ENVS155: Urban & Environmental Economics Lecture Reviewre
Module Overview: ENVS155 Urban & Environmental Economics
Teaching Team: Prof Richard Dunning, Dr Alex Nurse, Dr Weikai Wang.
Learning Outcomes:
Basic knowledge of economic ideas and schools of thought.
Understanding of economic characteristics of land and environmental regulation.
Familiarity with economic reasoning for built and natural environments, relating to planning.
Module Format: Tuesdays 11am-1pm lectures, Walker Lecture Theatre. Reading week (Week 6).
Assessments:
Coursework (50%): Essay on home town's economy and planning for sustainability (1,500 words). Due: 30^{th} October 2025.
Exam (50%): 90-minute essay-style questions in January assessment window.
Economic Explanations & Lenses
Three Types of Economic Explanation:
Intuition: Logic expressed as text (common sense).
Graphical: Logic expressed as a graph.
Mathematical: Logic expressed in formulae, e.g., y = eta0 + eta1x1 + eta2D2 + eta3(D2 * x1) + eta4x3 + eta5D4 + eta6D5 + \varepsilon.
Three Approaches to Economics:
Subject: Study of the 'economy' (money, work, international trade, production, distribution, consumption).
Theoretical (Robbins, 1932): Study of human behavior as a relationship between ends and scarce means with alternative uses (e.g., rational choice).

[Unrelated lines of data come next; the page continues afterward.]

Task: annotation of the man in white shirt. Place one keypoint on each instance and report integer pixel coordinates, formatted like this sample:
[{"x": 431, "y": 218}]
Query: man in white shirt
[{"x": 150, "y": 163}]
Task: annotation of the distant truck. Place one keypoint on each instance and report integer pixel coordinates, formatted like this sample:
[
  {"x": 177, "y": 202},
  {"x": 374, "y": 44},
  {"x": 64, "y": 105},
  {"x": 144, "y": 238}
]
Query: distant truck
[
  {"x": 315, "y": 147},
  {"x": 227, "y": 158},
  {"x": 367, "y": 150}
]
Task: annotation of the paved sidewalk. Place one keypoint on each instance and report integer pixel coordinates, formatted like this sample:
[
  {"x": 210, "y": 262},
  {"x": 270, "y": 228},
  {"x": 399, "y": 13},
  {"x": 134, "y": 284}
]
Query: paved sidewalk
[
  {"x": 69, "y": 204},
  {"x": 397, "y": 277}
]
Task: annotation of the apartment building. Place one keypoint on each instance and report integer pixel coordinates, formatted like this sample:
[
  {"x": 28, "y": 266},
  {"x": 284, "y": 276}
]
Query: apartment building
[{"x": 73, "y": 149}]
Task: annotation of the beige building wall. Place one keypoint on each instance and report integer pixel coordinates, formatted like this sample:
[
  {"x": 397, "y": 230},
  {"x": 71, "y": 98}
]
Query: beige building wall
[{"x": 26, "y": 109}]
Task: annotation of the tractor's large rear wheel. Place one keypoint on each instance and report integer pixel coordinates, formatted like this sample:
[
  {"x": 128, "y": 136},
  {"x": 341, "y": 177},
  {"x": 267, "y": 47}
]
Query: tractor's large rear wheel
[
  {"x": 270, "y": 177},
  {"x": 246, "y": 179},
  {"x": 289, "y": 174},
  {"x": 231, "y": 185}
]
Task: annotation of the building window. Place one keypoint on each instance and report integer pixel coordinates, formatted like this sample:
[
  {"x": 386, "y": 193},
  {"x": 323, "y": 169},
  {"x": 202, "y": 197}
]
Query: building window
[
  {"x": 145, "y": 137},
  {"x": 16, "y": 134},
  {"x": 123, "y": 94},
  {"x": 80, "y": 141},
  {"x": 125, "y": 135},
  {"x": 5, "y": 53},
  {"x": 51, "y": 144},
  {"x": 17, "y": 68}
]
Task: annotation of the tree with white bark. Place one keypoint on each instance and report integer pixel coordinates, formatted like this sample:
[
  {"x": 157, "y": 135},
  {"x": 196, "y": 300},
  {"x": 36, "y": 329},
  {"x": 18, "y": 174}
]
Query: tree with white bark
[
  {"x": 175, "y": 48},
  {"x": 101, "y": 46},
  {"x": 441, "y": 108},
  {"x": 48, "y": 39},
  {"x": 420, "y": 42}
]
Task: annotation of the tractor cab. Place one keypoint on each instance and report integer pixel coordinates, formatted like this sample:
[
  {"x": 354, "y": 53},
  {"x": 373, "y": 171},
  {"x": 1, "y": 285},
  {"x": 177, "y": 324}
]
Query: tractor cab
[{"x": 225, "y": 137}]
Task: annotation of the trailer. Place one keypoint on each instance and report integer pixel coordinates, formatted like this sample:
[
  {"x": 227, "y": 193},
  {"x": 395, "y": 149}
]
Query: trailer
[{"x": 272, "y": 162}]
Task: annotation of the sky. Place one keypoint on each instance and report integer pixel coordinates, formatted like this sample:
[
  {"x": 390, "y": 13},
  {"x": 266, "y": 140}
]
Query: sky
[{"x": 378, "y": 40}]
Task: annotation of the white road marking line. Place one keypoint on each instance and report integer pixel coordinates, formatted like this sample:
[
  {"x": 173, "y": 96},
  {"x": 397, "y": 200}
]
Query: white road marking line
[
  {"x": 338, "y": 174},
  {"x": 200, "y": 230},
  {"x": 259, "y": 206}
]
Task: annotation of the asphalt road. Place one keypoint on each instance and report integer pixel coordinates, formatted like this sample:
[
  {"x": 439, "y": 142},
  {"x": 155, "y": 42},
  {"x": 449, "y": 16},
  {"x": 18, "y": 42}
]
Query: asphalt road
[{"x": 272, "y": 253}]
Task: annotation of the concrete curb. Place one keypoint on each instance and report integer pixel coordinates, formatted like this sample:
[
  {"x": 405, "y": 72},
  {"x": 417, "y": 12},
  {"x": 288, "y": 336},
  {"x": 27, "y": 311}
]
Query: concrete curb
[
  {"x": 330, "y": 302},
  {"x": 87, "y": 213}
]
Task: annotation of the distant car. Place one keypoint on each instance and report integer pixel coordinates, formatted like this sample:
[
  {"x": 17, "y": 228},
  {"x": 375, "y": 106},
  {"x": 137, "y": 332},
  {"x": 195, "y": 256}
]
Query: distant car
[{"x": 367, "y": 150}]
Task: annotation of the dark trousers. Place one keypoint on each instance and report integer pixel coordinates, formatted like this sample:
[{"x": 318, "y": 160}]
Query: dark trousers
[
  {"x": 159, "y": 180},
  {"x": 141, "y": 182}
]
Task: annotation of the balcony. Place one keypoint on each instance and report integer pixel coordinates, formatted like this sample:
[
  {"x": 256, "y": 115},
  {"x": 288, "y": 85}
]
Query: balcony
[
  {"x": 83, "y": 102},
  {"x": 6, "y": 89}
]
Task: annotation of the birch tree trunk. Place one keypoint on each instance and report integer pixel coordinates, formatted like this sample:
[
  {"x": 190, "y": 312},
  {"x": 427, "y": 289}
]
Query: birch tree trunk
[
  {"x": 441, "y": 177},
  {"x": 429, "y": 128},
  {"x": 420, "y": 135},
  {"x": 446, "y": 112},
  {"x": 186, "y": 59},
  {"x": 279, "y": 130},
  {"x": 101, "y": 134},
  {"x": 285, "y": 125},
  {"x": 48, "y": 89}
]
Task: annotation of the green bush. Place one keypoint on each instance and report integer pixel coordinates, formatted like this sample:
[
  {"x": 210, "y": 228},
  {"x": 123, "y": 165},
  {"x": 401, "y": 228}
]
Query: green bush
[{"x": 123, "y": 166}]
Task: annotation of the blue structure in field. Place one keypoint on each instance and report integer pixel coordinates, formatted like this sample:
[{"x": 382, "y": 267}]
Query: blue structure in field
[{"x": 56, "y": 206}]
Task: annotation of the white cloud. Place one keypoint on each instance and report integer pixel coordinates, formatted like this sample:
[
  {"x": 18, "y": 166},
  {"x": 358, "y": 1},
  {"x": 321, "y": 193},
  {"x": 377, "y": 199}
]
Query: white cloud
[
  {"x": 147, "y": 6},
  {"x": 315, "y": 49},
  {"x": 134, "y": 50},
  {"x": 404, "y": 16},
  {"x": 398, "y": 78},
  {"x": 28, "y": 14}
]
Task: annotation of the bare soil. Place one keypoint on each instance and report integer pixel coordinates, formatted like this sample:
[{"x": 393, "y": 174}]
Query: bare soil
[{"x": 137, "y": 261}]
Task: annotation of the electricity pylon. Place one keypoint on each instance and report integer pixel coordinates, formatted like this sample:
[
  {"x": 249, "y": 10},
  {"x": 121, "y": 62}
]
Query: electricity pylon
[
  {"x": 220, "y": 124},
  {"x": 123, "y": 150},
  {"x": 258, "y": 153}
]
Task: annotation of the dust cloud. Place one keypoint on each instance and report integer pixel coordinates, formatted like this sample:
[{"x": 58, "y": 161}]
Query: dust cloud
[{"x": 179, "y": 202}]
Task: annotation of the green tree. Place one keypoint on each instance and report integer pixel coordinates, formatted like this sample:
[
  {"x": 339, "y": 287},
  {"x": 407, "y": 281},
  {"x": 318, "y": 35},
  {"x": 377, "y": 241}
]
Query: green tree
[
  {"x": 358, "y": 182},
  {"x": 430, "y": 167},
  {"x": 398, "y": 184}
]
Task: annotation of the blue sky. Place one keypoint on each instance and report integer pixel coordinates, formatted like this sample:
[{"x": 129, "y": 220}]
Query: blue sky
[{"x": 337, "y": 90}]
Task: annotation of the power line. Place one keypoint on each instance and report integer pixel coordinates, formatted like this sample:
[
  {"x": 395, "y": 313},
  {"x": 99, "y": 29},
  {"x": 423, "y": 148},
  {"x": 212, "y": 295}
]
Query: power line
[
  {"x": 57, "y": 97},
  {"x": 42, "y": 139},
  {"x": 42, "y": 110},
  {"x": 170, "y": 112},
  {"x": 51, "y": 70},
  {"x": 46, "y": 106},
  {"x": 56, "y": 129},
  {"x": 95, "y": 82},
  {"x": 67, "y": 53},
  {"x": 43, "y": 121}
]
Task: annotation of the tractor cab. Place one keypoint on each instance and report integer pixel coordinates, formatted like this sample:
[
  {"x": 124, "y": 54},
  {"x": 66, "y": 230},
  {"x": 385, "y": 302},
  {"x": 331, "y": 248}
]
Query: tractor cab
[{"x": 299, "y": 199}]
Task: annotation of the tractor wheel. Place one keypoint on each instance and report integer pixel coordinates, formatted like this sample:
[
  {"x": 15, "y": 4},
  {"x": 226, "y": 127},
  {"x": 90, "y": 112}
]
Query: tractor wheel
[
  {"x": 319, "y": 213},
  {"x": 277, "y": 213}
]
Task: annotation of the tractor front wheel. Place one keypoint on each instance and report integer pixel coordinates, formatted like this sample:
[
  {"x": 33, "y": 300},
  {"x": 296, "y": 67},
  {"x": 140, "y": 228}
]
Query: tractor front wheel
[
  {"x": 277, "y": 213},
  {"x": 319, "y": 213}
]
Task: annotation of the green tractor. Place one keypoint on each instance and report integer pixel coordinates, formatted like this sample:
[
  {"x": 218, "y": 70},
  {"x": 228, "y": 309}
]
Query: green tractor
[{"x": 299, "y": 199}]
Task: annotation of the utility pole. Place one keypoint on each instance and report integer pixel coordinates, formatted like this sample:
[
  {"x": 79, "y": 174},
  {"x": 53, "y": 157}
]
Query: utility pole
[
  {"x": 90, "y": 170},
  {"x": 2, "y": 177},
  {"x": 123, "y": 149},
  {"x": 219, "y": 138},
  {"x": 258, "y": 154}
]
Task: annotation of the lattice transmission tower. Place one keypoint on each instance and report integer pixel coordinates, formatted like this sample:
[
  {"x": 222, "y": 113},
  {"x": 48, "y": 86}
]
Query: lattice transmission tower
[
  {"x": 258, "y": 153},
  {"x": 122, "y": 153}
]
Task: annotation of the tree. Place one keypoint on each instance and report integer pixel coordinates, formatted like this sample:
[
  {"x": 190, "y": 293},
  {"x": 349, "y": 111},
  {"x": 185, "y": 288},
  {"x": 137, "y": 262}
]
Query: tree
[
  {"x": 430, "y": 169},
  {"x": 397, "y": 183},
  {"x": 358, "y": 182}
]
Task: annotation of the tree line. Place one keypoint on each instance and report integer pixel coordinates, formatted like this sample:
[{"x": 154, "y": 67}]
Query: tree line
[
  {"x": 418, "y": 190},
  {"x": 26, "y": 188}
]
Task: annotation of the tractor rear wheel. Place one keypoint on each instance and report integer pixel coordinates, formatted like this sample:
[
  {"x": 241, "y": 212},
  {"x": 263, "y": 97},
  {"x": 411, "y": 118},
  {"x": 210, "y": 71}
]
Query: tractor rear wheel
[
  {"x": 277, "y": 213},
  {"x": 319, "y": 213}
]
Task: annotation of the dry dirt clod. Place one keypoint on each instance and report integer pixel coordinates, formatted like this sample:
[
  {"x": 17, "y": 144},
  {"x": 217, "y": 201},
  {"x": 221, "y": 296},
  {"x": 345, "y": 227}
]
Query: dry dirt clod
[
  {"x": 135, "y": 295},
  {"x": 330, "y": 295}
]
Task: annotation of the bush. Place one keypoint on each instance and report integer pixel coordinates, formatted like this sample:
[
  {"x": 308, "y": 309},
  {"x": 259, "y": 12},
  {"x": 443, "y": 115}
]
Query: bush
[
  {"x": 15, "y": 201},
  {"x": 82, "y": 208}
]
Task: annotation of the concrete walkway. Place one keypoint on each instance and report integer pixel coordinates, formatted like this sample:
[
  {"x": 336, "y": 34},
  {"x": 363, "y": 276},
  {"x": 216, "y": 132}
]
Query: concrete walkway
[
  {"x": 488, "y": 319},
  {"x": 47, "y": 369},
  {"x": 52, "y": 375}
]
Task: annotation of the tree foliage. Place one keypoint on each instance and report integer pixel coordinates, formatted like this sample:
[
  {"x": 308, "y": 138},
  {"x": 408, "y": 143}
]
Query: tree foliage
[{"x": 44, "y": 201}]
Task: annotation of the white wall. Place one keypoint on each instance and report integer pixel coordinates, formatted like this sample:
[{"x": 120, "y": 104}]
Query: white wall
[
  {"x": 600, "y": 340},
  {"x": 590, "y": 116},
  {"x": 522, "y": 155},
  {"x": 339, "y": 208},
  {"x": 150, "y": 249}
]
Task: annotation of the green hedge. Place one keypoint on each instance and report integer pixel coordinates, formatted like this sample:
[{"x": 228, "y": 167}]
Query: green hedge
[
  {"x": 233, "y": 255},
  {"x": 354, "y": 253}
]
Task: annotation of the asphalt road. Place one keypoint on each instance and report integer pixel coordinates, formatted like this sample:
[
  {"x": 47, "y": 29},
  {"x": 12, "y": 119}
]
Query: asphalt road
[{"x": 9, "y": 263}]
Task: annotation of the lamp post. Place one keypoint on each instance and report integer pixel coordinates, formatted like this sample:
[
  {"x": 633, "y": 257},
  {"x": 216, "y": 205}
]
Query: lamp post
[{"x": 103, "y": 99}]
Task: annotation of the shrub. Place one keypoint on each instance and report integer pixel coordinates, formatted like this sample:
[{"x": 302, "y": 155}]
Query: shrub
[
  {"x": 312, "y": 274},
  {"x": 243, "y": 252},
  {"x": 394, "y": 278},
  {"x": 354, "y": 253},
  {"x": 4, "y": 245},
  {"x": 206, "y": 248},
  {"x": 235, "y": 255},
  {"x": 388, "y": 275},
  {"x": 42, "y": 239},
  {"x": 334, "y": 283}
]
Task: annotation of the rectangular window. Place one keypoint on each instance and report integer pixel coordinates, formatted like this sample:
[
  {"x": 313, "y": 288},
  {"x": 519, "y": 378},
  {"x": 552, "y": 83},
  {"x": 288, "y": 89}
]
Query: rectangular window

Normative (Basden): Treating objects as resources with carefulness and frugality due to their limited nature.
Two Lenses of Economics:
Microeconomics: Focuses on individuals/businesses, supply and demand, responses to external factors.
Macroeconomics: Focuses on governments/areas (town, city, country), the whole economy, aggregate impacts of actors' responses.
Urban & Environmental Economics: Importance and Collision
Urban environments are crucial for human well-being, housing global populations, economic activity, and are major polluters.
Natural environments are vital for human life, provide supporting services, and increasingly intersect with urban life.
Global urbanization trends show increasing percentages of the world's population and economic activity concentrated in cities, which also significantly contribute to pollution.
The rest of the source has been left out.